Note: Resources that are a part of a CloudFormation Stack will be automatically whitelisted at run time to prevent the need to whitelist the CloudFormation Stack and each resource the Stack provisions.

Expiration

The expiration field within the whitelist table is marked as a TTL field. This means that when the current timestamp exceeds the value within the expiration field, DynamoDB will remove the record from the table.

This has been designed in such a way as to prevent AWS resources from being whitelisted indefinitely.

Settings

The settings table contains several key-value pairs records including version, general, services, and regions.

Version

The version number of the settings.

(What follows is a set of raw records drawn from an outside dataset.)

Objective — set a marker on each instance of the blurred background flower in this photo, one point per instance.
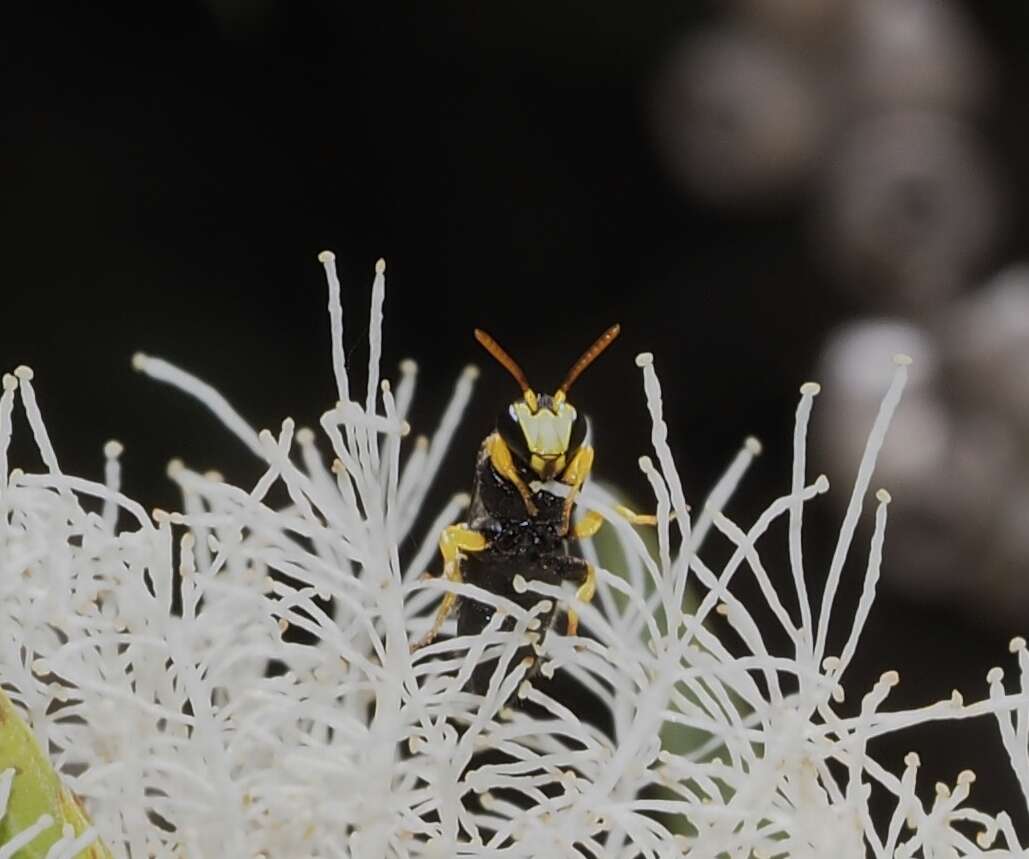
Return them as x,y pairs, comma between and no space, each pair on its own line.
733,183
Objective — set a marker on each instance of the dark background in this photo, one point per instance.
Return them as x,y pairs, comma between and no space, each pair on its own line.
171,170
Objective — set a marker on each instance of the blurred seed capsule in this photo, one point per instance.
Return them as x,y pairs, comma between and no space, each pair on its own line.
736,118
799,22
915,54
951,469
909,207
987,339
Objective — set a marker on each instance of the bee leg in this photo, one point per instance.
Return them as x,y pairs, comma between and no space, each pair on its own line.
588,526
575,473
586,593
500,458
454,540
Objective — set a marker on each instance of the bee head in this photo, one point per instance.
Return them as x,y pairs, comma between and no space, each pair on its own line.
543,431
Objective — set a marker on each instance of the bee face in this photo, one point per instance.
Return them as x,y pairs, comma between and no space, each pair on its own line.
544,438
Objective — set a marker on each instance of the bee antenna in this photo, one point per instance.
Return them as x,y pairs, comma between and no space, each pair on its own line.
508,363
589,357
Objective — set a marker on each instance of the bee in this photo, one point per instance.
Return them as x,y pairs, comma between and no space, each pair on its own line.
517,525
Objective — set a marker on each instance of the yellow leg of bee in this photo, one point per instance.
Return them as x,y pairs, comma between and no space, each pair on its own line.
584,593
588,526
501,459
575,474
455,539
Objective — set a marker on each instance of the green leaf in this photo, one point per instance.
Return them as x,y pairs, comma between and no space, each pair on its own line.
37,790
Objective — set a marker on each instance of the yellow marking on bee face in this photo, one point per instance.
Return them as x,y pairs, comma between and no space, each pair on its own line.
547,434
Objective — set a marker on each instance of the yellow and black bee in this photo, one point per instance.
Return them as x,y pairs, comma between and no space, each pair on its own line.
516,525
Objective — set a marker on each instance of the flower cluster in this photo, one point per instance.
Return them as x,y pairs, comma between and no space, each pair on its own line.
237,679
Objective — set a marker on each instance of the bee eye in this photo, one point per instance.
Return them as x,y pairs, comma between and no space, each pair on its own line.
510,432
580,429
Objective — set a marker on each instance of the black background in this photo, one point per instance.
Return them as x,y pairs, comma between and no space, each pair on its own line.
171,170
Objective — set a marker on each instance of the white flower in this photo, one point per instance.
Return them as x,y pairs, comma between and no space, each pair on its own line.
236,679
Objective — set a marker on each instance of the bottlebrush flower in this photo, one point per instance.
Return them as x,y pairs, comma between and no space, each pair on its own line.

If the version number within the app/src/data/auto-cleanup-settings.json file is greater than in the database, the settings will be refreshed.

Key Value
Version 123

General

General settings.

Key Value
Dry Run True

Services

Service-specific settings indicating the supported AWS services, resources, and their lifespan.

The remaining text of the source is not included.